Lire Etty Hillesum pour moi, ce fut comme si une autre femme, dans un autre pays et en d’autres temps, avait relaté un cheminement que j’ai déjà partiellement emprunté (car elle est devenue mystique et pas moi), vécu ma vie intérieure en accéléré (en deux ans de journal intime elle parcourt un chemin intérieur fulgurant), laissant ce témoignage à la postérité et me donnant des clés en avance.
« N’existe-t-il pas d’autres réalités que celle qui s’offre à nous dans le journal et dans les conversations irréfléchies et exaltées des gens affolés ? Il y a aussi la réalité de ce petit cyclamen rose indien et celle aussi du vaste horizon que l’on finit toujours par découvrir au-delà des tumultes et du chaos de l’époque. » Cette intension de sens dans chaque infime détail du quotidien.
Elle est toujours lucide, elle s’élève toujours : « C’est en souffrant que j’apprends ce que je sais (…). Mais c’est le passage obligé pour accéder soi-même au cosmos. Toutefois le billet d’entrée est particulièrement élevé, on doit le réunir longtemps à l’avance, à force de sang et de larmes. Mais il n’est pas excessif ; pas une souffrance, pas une larme n’est de trop. »
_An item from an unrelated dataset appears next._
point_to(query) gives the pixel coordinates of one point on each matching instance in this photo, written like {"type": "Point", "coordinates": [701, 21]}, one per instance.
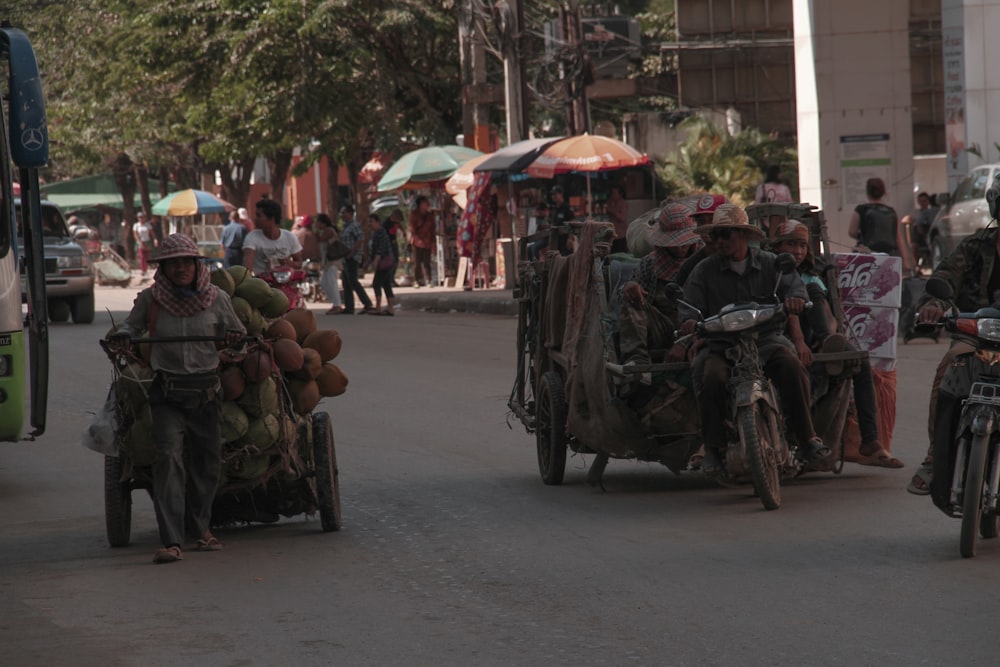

Durant ses séjours successifs dans le camp d’où elle ne reviendra finalement pas, elle s’est tant élevée, son rayonnement mystique est si intense que je me sens dépassée. C’est une mystique et une philosophe, et je crois que c‘est la philosophe qui me touche :
« Dans mes actions et mes sensations quotidiennes les plus infimes se glisse un soupçon d’éternité. Je ne suis pas seule à être fatiguée, malade, triste ou angoissée, je le suis à l’unisson de millions d’autres à travers les siècles, tout cela c’est la vie ; la vie est belle et pleine de sens dans son absurdité, pour peu que l’on sache y ménager une place pour tout et la porter toute entière en soi dans son unité ; alors la vie, d’une manière ou d’une autre, forme un ensemble parfait. Dès que l’on refuse ou veut éliminer certains éléments, dès que l’on suit son bon plaisir et son caprice pour admettre tel aspect de la vie et en rejeter tel autre, alors la vie devient en effet absurde : dès lors que l'ensemble est perdu, tout devient arbitraire. »
Chaque page – jusqu’à ses lettres du camp de Westerbork - est un champ (un chant) de méditation et d’émerveillement et son témoignage a pour moi valeur d’encouragement.